Şanlıurfalı depremzedeler çadır yaşamın zorluklarını BİHA’ya anlattı.
Depremde evi hasar gören İsmail Badıllı ailesiyle birlikte yerleştirildiği çadır kentte her türlü ihtiyaçlarının karşılandığını ancak deprem korkusunu henüz atlatamadıklarını söyledi.
BADILLI: EN BÜYÜK SORUN ISINMA
“Depremin üstünden yaklaşık 10 gün geçti ama korku hala var” diyen Badıllı, çadırlarda en büyük sorunun ısınma olduğunu ifade etti. Badıllı, “Çadır sayısında biraz eksiklik var. Çadır olan yerlerde elektrik yok. Telefon şarj edemiyor, elektrikli sobayla ısınamıyoruz. Mecburen odunlu soba kullanmak zorunda kalıyoruz. Odunlu soba bulmak da zor. Halimize binlerce kez şükür. Ama çadırda en büyük sorun ısınma sorunu. Onun dışında sağ olsun devlet yeme içme, giyinme gibi konularda gerekli desteği sağlıyor” dedi.

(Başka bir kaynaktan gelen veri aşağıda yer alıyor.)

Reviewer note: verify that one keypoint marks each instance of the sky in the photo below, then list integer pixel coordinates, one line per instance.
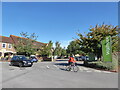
(56, 21)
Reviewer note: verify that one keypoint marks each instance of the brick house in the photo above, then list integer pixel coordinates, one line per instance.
(6, 44)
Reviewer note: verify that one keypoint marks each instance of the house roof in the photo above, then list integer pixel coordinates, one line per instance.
(6, 39)
(16, 38)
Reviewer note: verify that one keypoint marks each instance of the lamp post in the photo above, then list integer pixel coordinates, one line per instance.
(52, 53)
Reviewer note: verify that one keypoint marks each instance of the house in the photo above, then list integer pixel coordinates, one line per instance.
(6, 44)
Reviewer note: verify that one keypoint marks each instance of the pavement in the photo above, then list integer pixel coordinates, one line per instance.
(54, 75)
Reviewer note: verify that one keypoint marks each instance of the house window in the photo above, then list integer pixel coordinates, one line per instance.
(3, 45)
(10, 46)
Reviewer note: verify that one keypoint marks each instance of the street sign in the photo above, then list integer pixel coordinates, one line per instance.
(106, 49)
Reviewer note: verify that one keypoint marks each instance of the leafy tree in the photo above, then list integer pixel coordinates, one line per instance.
(73, 48)
(58, 49)
(46, 50)
(25, 44)
(92, 41)
(63, 52)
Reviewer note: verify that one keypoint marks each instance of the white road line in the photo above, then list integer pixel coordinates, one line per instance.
(97, 71)
(106, 72)
(48, 67)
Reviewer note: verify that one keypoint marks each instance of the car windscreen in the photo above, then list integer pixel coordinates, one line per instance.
(22, 58)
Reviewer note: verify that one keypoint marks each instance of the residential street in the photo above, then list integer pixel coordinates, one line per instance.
(53, 75)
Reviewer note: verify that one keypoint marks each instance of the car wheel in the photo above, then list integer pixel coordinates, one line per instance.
(20, 64)
(11, 64)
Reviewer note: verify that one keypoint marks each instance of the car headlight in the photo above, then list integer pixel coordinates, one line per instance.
(24, 61)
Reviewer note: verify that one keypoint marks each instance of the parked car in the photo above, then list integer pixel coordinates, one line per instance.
(21, 61)
(82, 58)
(34, 59)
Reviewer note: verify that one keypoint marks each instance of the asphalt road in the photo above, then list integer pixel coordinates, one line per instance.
(53, 75)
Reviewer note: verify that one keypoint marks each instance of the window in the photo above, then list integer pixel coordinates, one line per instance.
(10, 46)
(4, 45)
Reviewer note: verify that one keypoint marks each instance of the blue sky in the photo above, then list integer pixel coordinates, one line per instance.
(56, 21)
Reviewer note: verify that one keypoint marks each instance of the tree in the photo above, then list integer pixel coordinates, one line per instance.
(92, 41)
(46, 50)
(73, 48)
(58, 49)
(25, 44)
(63, 52)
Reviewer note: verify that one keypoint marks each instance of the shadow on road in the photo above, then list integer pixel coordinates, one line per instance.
(65, 64)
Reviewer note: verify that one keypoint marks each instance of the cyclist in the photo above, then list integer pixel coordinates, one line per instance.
(71, 60)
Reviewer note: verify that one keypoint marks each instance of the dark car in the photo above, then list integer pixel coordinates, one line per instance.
(20, 61)
(34, 59)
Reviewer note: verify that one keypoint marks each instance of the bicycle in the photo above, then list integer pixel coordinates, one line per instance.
(72, 67)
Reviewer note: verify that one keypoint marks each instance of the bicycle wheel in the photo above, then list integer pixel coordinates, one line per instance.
(75, 68)
(68, 68)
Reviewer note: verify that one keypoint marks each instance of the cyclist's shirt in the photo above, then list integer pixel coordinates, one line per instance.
(72, 60)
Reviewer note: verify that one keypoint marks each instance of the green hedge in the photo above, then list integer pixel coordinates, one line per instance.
(101, 65)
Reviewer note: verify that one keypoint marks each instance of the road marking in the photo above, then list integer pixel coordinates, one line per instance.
(55, 66)
(106, 72)
(88, 71)
(48, 67)
(97, 71)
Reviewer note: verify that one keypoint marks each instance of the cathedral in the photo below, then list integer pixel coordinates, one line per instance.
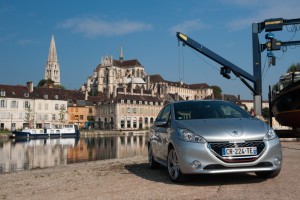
(52, 68)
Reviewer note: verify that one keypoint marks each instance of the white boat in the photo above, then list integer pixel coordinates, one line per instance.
(64, 131)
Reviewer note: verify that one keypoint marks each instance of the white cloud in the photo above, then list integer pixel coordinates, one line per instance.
(93, 27)
(189, 26)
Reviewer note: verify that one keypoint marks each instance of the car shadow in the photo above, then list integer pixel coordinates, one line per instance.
(161, 175)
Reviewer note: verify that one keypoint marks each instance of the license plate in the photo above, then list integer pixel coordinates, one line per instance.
(239, 151)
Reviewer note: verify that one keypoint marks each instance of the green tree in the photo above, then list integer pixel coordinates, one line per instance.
(265, 113)
(44, 82)
(29, 116)
(217, 91)
(62, 113)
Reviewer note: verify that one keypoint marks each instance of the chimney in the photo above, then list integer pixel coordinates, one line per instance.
(115, 92)
(86, 95)
(30, 86)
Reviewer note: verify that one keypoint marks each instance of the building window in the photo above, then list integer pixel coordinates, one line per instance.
(122, 123)
(134, 123)
(14, 104)
(128, 122)
(2, 93)
(26, 94)
(26, 104)
(3, 104)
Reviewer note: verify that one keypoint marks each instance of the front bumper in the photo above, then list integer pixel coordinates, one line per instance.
(189, 153)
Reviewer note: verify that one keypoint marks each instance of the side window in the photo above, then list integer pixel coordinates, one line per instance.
(164, 113)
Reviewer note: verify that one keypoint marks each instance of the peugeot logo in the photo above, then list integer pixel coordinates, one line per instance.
(236, 133)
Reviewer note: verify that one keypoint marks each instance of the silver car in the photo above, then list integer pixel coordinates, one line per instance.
(210, 137)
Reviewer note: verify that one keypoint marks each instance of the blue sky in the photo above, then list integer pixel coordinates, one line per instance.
(85, 31)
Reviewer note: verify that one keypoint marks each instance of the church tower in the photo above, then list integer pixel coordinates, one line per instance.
(52, 69)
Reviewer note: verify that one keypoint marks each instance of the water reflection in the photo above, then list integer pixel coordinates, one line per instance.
(32, 154)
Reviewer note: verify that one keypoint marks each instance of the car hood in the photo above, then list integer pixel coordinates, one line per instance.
(227, 129)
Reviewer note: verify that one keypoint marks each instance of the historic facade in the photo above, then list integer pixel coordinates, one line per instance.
(28, 106)
(52, 68)
(125, 97)
(127, 110)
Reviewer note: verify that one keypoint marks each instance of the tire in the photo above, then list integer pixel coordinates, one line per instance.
(268, 174)
(173, 167)
(152, 163)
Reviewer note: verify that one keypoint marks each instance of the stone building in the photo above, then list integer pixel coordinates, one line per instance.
(125, 97)
(52, 68)
(112, 74)
(28, 106)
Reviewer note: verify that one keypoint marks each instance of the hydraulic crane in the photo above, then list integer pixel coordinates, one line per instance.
(272, 44)
(227, 68)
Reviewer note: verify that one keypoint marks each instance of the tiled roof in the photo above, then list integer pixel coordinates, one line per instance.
(101, 97)
(40, 92)
(156, 78)
(199, 86)
(127, 63)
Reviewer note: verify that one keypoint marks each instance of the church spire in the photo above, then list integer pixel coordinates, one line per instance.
(121, 54)
(52, 68)
(52, 51)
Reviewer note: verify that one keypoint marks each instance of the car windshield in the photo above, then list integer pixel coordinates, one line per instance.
(208, 110)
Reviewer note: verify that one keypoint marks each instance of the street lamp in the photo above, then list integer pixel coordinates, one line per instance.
(77, 118)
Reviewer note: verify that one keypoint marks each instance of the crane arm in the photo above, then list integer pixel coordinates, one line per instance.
(227, 66)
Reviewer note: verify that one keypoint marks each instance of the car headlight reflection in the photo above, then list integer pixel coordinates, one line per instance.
(189, 136)
(270, 135)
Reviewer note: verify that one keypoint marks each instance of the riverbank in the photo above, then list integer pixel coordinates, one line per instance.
(131, 178)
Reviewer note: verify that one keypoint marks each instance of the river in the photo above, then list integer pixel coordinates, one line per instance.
(42, 153)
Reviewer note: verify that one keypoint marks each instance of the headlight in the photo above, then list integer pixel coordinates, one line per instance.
(189, 136)
(270, 135)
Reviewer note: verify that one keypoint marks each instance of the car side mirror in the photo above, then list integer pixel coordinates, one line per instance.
(160, 122)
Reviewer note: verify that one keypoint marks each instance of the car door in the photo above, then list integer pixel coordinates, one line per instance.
(162, 132)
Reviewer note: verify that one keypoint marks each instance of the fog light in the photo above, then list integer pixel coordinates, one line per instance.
(276, 161)
(196, 164)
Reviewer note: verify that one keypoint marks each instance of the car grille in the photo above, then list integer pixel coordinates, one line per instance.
(216, 148)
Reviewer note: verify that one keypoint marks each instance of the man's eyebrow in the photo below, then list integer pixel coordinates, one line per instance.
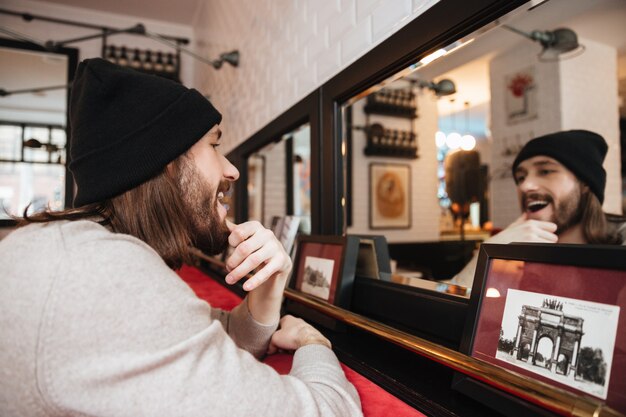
(544, 162)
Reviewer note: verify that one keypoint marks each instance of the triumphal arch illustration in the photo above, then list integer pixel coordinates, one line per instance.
(549, 321)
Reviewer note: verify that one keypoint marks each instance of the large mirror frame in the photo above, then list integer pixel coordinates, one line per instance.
(440, 25)
(305, 111)
(72, 63)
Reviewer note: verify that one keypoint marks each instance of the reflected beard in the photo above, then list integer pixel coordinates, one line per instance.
(568, 212)
(208, 231)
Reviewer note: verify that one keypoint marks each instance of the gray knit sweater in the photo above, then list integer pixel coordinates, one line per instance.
(93, 323)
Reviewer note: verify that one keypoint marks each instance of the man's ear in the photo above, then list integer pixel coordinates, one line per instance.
(171, 169)
(584, 188)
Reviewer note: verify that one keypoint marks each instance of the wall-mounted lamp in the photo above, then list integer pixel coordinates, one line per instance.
(231, 57)
(37, 90)
(444, 87)
(560, 43)
(35, 144)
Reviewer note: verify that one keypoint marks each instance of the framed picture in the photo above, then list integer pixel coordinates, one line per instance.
(555, 313)
(390, 196)
(324, 268)
(521, 96)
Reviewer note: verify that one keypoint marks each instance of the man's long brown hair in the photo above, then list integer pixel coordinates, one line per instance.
(151, 212)
(594, 221)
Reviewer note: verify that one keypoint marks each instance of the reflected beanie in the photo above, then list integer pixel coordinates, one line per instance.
(580, 151)
(127, 126)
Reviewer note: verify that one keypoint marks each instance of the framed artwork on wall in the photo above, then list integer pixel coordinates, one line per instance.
(553, 313)
(390, 196)
(324, 268)
(521, 96)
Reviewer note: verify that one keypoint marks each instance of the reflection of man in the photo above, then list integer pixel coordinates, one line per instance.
(560, 185)
(94, 321)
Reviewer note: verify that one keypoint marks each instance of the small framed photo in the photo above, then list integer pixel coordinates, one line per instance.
(390, 196)
(319, 269)
(554, 313)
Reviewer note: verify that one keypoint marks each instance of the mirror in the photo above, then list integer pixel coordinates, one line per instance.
(279, 180)
(33, 137)
(430, 148)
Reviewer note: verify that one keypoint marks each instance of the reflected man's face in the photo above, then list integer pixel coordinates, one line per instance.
(549, 191)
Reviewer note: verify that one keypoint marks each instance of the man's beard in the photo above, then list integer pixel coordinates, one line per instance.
(568, 211)
(208, 231)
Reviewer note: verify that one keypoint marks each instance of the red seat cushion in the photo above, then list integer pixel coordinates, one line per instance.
(376, 401)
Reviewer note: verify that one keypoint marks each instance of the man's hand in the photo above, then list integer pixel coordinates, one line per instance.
(295, 333)
(255, 246)
(525, 230)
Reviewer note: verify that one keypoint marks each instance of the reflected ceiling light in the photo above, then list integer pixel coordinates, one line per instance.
(444, 87)
(560, 43)
(492, 293)
(440, 139)
(431, 57)
(453, 140)
(468, 142)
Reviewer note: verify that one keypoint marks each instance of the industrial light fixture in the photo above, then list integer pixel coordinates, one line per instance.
(231, 57)
(557, 44)
(443, 87)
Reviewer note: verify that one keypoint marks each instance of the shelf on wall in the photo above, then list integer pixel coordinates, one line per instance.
(406, 112)
(394, 151)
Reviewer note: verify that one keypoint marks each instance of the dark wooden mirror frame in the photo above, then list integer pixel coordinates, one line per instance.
(72, 63)
(305, 111)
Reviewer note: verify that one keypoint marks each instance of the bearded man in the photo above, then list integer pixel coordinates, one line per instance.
(560, 186)
(94, 319)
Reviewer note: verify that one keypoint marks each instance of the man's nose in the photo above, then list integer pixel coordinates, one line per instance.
(231, 173)
(527, 184)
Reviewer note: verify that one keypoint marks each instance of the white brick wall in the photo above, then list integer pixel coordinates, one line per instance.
(45, 31)
(288, 48)
(579, 93)
(424, 205)
(274, 201)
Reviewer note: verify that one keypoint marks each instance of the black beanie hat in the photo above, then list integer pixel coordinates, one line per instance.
(127, 126)
(580, 151)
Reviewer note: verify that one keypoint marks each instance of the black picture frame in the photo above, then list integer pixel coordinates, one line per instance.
(373, 253)
(332, 259)
(577, 264)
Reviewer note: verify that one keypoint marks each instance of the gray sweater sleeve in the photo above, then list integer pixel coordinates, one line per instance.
(122, 335)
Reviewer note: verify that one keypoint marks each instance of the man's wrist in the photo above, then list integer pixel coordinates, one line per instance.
(315, 339)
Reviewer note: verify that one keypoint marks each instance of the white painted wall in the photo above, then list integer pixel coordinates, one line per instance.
(288, 48)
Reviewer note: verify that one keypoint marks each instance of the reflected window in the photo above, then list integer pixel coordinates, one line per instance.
(32, 169)
(32, 132)
(279, 183)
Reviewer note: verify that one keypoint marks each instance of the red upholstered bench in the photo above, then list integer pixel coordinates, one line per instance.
(376, 401)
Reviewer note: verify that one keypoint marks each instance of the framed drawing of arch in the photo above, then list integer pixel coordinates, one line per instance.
(390, 196)
(551, 312)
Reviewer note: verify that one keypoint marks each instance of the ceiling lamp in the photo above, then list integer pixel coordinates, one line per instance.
(444, 87)
(558, 44)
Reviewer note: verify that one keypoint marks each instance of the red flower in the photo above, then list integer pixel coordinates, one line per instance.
(519, 84)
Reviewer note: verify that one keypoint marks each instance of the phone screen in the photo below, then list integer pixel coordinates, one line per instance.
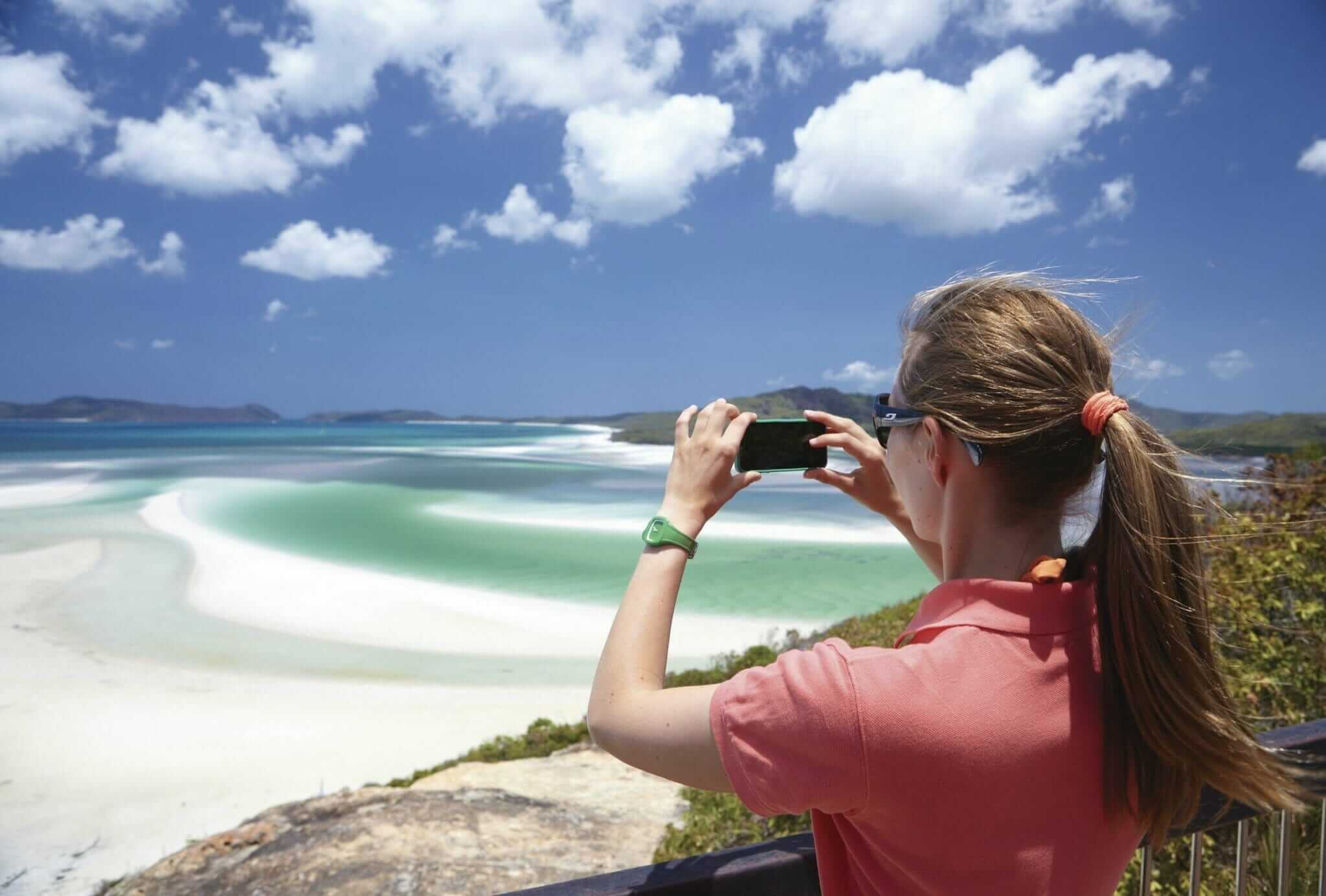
(781, 444)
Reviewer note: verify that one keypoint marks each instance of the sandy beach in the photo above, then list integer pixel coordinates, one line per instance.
(111, 763)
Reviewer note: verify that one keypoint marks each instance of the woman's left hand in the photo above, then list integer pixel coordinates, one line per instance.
(701, 479)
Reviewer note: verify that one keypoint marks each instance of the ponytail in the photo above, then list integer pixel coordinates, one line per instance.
(1170, 722)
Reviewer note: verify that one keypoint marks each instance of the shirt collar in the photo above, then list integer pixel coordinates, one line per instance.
(1015, 607)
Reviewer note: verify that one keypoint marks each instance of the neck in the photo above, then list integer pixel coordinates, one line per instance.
(978, 545)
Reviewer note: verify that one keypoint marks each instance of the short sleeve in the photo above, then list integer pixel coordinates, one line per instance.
(789, 734)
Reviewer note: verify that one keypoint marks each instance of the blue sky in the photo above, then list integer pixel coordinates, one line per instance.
(513, 207)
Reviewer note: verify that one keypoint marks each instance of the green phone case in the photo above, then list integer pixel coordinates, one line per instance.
(780, 469)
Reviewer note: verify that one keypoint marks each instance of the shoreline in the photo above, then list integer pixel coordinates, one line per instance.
(264, 587)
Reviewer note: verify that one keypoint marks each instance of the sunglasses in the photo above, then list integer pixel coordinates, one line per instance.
(888, 418)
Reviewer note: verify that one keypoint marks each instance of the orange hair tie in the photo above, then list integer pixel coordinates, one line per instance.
(1098, 410)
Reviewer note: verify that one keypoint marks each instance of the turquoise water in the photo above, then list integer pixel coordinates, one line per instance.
(549, 512)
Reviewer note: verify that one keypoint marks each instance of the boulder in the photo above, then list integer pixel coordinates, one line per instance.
(473, 829)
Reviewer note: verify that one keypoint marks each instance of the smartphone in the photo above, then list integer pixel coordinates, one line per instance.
(778, 444)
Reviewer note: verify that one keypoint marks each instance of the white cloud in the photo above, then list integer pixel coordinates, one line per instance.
(169, 263)
(634, 166)
(1143, 14)
(95, 14)
(273, 309)
(864, 374)
(888, 31)
(1197, 85)
(129, 43)
(1117, 199)
(84, 244)
(793, 67)
(521, 220)
(40, 109)
(744, 52)
(317, 153)
(238, 27)
(941, 158)
(1314, 158)
(447, 239)
(215, 146)
(307, 252)
(1149, 369)
(1003, 17)
(1228, 365)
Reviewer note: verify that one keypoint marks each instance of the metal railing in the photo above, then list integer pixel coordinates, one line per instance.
(787, 866)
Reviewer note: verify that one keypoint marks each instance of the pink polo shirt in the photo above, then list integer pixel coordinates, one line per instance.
(967, 759)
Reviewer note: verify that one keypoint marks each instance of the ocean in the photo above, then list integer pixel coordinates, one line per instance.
(498, 512)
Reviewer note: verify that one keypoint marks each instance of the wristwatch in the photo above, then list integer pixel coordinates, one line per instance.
(658, 530)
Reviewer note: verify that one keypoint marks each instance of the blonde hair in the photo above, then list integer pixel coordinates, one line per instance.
(1000, 359)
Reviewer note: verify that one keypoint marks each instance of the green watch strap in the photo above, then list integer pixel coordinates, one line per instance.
(658, 530)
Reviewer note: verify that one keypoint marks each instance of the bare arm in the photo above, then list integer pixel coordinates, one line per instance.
(631, 716)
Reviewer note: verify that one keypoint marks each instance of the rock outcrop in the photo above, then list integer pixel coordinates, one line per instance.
(473, 829)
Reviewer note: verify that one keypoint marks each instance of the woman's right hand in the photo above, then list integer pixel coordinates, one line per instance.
(870, 483)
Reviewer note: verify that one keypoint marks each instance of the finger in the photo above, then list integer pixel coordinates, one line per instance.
(848, 442)
(845, 482)
(683, 426)
(736, 430)
(835, 422)
(706, 415)
(721, 414)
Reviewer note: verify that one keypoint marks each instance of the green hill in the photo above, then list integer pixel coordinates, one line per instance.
(1253, 432)
(117, 410)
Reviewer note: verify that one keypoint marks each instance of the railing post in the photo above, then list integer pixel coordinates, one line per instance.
(1241, 858)
(1283, 859)
(1195, 866)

GÜLHAN: EKİPLER HASARSIZ DERSE EVLERE GİRECEĞİZ
Çadırda hayatını sürdüren Ömer Gülhan, depremde zarar gören evlerinde hasar tespit çalışmasının bir an önce tamamlanıp yuvalarına dönmek istediğini söyledi.
“Böyle kötü bir durum daha hayatımızda yaşamadık” diyen Gülhan, sözlerini şöyle sürdürdü:
“Allah razı olsun çadır verdiler, çadırlarda yaşıyoruz. Çok şükür çadırlarda sıkıntımız yok. Tek sorunumuz kış ve soğuk. Ne şartlarda oturduğumuzu görüyorsunuz. Eve depremden sonra bir daha giremedik. Hasar tespit için henüz ekipler daha gelmedi. Onları bekliyoruz. Ekipler hasarsız derse evlere gireceğiz. Ailemizde kimseye çok şükür bir şey olmadı. Şu anda en çok özlediğimiz şey evimiz. İnşallah da en kısa sürede döneriz.”
KALKAN: DAHA O ŞOKU ATLATAMADIK
Depremzedelerden Esma Kalkan da felaketin üzerinden günler geçmesine rağmen henüz deprem şokunu atlatamadıklarını ifade etti.
“Depremin üzerinden 10 gün geçti ama biz daha o şoku atlatamadık” diyen Kalkan, depremin psikolojik olarak da aileyi etkilediğini kaydetti. Kalkan, “Benim 8 yaşındaki çocuğum depremden dolayı psikolojik sorun yaşıyor. Bazen dili tutuluyor. Biz kendi evlerimizi bıraktık, evlerimiz ağır hasarlı. Ben kendim ağır hastayım. Kanser hastasıyım. Çadırda kalamıyorum, yüzde 80 enfeksiyon kapma riskim var. Şu an için çok şükür ailemizde yaralanan ve hayatını kaybeden yok. Bizim bina ağır hasarlı, tespite geldiler. Yaklaşık 1 haftadır e-Devlet’e düşmemiş. Evimizin durumu hasarsız veya az hasarlı olsa evimize dönerdik. Zaten kontrollerde vurdukları zaman kolonlar kirişler patlıyor. Biz çok mağduruz” diye konuştu.